Обсуждение: Adding an "and is not null" on an indexed field slows the query down immensely.

Поиск
Список
Период
Сортировка

Adding an "and is not null" on an indexed field slows the query down immensely.

От
Tim Uckun
Дата:
I have this query it runs reasonably quickly.


SELECT "consolidated_urls".* FROM "consolidated_urls" INNER JOIN "topical_urls"
 ON "consolidated_urls".id = "topical_urls".consolidated_url_id
 WHERE (("topical_urls".domain_id = 157) AND ((topical_urls.hidden = 'f')))
  ORDER BY index_delta DESC LIMIT 10

The explain for this goes like this.

"Limit  (cost=29899.43..29899.46 rows=10 width=1880)"
"  ->  Sort  (cost=29899.43..29906.04 rows=2642 width=1880)"
"        Sort Key: consolidated_urls.index_delta"
"        ->  Nested Loop  (cost=101.29..29842.34 rows=2642 width=1880)"
"              ->  Bitmap Heap Scan on topical_urls
(cost=101.29..7490.32 rows=2642 width=4)"
"                    Recheck Cond: (domain_id = 157)"
"                    Filter: (NOT hidden)"
"                    ->  Bitmap Index Scan on
index_topical_urls_on_domain_id_and_consolidated_url_id
(cost=0.00..100.63 rows=2643 width=0)"
"                          Index Cond: (domain_id = 157)"
"              ->  Index Scan using consolidated_urls_pkey on
consolidated_urls  (cost=0.00..8.45 rows=1 width=1880)"
"                    Index Cond: (consolidated_urls.id =
topical_urls.consolidated_url_id)"


I add one more clause on to it to filter out index_deltas that are not
null and the query becomes unusably slow.
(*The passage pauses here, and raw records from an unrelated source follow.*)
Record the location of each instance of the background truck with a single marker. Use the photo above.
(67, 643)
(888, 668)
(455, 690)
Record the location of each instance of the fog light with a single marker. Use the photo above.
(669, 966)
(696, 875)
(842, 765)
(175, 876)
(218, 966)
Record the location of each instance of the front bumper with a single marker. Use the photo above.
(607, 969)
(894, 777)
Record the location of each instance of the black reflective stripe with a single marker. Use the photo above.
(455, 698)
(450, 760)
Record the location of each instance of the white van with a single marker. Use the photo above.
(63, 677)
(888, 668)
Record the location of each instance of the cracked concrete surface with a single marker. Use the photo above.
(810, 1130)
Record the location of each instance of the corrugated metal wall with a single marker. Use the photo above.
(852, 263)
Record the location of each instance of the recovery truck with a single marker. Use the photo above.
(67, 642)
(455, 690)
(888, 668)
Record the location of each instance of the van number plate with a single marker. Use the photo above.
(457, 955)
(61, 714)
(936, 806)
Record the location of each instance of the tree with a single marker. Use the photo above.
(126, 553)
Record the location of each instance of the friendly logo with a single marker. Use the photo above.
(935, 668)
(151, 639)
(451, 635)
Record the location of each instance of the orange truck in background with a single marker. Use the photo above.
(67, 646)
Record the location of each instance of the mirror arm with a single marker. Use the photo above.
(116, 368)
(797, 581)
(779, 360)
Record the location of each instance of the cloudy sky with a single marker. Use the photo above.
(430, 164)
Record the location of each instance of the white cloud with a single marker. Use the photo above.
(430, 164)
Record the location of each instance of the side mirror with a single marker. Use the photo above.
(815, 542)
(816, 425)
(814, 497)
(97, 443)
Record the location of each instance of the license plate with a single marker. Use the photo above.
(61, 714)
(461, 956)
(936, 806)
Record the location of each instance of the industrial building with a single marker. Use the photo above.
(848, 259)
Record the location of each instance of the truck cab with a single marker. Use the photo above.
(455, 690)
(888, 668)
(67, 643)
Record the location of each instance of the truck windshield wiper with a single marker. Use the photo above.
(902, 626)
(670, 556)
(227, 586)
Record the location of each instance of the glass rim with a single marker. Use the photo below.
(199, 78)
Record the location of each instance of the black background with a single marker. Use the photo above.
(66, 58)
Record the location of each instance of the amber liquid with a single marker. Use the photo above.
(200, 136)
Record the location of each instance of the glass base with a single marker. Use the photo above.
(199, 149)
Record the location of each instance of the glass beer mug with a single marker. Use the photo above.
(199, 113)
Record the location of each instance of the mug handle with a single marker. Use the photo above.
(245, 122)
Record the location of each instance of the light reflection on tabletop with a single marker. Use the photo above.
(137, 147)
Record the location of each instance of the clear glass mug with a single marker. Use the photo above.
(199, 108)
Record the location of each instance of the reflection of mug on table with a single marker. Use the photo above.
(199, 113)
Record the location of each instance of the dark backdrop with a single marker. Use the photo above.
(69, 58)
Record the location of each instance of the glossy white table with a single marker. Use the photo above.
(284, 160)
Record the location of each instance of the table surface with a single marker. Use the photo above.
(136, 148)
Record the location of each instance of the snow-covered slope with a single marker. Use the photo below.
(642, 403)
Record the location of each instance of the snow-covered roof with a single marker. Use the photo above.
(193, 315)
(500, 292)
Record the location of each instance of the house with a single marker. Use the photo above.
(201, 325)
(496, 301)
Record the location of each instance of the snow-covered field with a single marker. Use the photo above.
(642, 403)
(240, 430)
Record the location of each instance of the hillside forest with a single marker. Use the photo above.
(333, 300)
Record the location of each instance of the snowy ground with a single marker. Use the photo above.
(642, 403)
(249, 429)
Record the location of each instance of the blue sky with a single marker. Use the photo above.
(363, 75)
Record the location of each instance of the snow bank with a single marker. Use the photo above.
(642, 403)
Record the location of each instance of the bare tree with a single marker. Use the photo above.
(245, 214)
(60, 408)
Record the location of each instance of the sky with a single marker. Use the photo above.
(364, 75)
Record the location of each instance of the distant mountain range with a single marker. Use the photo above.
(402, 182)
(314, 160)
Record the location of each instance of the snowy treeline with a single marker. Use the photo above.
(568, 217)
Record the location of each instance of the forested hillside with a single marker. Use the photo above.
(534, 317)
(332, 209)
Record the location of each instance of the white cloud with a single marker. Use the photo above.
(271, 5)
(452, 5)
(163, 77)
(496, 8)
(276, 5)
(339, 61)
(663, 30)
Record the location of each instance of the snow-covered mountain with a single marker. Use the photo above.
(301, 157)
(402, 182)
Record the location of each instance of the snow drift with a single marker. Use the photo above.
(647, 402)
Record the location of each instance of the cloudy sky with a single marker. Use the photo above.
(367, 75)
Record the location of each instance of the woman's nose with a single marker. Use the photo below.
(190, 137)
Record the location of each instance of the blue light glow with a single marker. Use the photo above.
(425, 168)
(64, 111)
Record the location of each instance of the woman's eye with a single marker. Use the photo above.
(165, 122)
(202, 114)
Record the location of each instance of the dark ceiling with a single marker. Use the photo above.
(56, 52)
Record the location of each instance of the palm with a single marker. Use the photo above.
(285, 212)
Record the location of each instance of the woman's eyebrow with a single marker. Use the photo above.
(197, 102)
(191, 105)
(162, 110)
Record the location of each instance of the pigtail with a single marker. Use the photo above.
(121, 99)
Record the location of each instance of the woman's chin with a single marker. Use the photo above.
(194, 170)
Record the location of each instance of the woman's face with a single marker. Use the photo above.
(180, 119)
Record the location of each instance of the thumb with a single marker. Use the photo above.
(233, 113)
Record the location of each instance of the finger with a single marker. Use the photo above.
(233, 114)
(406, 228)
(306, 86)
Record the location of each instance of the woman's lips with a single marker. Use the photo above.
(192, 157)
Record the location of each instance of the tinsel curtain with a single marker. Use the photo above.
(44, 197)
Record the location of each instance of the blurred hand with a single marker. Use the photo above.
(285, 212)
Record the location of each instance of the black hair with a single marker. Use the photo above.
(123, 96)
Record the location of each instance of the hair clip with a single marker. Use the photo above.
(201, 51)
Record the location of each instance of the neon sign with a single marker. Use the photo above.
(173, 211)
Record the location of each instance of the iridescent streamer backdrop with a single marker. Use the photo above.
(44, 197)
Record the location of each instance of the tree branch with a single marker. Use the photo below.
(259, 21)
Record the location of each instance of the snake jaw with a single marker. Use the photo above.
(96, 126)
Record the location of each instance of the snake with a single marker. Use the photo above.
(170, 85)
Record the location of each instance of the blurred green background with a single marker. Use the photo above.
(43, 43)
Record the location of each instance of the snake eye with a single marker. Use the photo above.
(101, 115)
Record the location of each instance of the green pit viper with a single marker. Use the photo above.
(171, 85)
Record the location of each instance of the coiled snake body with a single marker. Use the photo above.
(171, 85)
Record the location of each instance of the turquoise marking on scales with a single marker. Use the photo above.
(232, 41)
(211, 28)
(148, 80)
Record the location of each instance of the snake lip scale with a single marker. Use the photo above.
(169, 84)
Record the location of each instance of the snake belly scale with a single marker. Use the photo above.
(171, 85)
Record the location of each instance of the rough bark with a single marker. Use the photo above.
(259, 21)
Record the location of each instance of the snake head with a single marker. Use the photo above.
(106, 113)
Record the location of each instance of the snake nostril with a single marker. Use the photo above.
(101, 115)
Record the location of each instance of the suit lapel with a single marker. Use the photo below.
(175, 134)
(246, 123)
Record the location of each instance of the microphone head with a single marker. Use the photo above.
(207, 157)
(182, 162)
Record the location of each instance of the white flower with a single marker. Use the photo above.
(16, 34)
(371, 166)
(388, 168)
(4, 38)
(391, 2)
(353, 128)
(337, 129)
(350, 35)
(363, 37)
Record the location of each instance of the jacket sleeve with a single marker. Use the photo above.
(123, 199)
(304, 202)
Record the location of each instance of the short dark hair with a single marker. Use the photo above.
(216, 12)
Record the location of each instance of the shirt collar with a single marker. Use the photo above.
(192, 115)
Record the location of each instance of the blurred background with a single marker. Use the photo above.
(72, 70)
SELECT "consolidated_urls".* FROM "consolidated_urls" INNER JOIN "topical_urls"
 ON "consolidated_urls".id = "topical_urls".consolidated_url_id
 WHERE (("topical_urls".domain_id = 157) AND ((topical_urls.hidden = 'f')))
 AND (index_delta IS NOT NULL) ORDER BY index_delta DESC LIMIT 10

The explain for this is goes like this

"Limit  (cost=0.00..20555.33 rows=10 width=1880)"
"  ->  Nested Loop  (cost=0.00..5430717.58 rows=2642 width=1880)"
"        ->  Index Scan Backward using
index_consolidateds_url_on_index_delta on consolidated_urls
(cost=0.00..5316175.98 rows=15242 width=1880)"
"              Filter: (index_delta IS NOT NULL)"
"        ->  Index Scan using
index_topical_urls_on_domain_id_and_consolidated_url_id on
topical_urls  (cost=0.00..7.50 rows=1 width=4)"
"              Index Cond: ((topical_urls.domain_id = 157) AND
(topical_urls.consolidated_url_id = consolidated_urls.id))"
"              Filter: (NOT topical_urls.hidden)"



The index_delta field is double precision and is indexed.

Any suggestions as to how to make this query run faster?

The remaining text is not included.